Guglielmo Marconi led the pack of inventors from the beginning. In his makeshift attic laboratory at his father’s villa in Pontecchio, Italy, and later in the facilities he had built to his own specifications, Marconi devoted long hours to the pursuit of knowledge. It wasn’t the money that beckoned and urged him to work so hard. It was the delight he took in the repetitive trials, the incremental advances, and the constant edge of discovery that drove him.
Calvin D. Trowbridge, Jr., has produced a compelling biography of Marconi, following the inventor’s life from his early experiments in the attic, along his rapid rise to notoriety, through his work during the Great War and its aftermath, all the way to his death in 1937. Trowbridge’s approach is exhaustive. He includes relevant details about Marconi’s intimate relationships with his parents, wives, children, and friends, alongside descriptions of Marconi’s business acumen and passion for invention.
Though the narrative is dense with detail, Trowbridge’s style remains engaging and a delight to read. Trowbridge is adept at letting Marconi’s obvious natural attraction shine through the pages even at a century’s distance.

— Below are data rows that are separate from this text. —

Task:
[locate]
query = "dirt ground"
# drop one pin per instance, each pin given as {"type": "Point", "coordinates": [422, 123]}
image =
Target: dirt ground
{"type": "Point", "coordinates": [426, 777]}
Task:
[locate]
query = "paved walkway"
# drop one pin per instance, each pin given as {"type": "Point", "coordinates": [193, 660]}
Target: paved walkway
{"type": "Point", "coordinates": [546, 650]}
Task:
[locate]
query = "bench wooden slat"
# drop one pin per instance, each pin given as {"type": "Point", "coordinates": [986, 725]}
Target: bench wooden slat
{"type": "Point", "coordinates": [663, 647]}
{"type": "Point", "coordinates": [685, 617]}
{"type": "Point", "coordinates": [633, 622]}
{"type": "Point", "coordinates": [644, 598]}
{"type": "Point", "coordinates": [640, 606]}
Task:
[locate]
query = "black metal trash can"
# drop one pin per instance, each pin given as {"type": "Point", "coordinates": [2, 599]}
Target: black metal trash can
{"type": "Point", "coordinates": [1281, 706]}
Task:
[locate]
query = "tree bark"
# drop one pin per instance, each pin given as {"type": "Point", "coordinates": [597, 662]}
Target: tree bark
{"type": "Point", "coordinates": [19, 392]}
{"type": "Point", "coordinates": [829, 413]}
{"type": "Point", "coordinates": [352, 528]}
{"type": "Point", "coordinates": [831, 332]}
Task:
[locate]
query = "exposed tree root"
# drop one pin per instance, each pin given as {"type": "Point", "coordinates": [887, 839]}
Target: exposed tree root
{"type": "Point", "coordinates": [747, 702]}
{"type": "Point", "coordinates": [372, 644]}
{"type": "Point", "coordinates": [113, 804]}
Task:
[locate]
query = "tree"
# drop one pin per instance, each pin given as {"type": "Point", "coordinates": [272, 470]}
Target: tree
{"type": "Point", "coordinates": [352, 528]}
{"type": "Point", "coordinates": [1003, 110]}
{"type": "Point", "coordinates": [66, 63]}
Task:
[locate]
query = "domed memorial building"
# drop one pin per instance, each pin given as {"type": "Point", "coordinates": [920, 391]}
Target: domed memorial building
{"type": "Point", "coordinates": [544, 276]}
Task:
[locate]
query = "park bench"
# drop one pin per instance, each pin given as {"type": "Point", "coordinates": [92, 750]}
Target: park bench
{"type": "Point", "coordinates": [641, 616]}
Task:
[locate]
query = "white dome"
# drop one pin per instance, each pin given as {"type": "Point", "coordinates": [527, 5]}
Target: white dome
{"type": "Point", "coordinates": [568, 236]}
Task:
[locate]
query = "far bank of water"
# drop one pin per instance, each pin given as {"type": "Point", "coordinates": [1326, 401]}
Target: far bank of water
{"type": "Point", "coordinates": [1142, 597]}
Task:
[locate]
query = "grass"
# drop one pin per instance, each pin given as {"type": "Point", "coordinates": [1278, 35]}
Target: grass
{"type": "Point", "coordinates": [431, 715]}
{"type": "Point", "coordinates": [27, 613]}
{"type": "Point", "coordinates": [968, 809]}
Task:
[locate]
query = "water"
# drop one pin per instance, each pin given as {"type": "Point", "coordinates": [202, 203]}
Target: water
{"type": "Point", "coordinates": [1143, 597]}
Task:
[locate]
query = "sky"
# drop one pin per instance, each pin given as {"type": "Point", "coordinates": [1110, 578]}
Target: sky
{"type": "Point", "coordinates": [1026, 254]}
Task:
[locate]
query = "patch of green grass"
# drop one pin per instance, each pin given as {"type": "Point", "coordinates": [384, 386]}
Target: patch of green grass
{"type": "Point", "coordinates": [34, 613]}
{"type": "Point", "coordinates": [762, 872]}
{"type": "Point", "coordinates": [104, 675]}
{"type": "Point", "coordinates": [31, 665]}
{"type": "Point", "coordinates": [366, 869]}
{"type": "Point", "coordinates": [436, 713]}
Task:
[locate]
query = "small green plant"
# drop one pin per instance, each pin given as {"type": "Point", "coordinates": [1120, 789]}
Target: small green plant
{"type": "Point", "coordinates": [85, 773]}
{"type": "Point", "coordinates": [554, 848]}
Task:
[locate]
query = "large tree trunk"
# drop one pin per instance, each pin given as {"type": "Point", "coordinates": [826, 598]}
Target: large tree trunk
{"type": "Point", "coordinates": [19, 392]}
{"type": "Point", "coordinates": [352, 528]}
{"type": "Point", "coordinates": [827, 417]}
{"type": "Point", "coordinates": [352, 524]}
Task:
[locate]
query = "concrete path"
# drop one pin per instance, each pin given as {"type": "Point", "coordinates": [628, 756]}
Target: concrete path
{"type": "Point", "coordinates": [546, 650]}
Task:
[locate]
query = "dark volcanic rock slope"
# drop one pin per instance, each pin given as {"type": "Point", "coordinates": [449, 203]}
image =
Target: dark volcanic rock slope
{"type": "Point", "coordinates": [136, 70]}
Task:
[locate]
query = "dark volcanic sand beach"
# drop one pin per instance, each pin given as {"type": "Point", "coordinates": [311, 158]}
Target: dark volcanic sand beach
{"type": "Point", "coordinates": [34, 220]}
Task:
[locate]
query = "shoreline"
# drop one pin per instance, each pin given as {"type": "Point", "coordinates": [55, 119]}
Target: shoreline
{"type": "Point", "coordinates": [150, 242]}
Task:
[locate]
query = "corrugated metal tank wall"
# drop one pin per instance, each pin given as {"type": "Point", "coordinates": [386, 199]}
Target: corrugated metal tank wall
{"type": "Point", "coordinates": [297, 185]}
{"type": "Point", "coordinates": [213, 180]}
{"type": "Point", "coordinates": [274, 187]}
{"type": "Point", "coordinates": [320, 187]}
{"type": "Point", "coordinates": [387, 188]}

The author also excels at reminding his readers of the global environment in which Marconi was working. He keeps the approaching Great War in the periphery of Marconi’s great success and points out the ways in which the values of certain decades—the Edwardian era and the aftermath of the war—affected Marconi’s life and accomplishments. He even examines Marconi’s involvement in Italian politics. Trowbridge includes certain historical events like the sinking of the Titanic to show the effect of wireless transmission on the world, and offers excerpts from contemporary newspapers to show the world’s reactions, both good and bad, to Marconi’s advances. Photographs and illustrations would have made this book an even stronger contender on the field of Marconi biographies.
Trowbridge tightly weaves together all the elements of Marconi’s life to create a cohesive, fascinating look at the man who had a large hand in creating the world we live in today.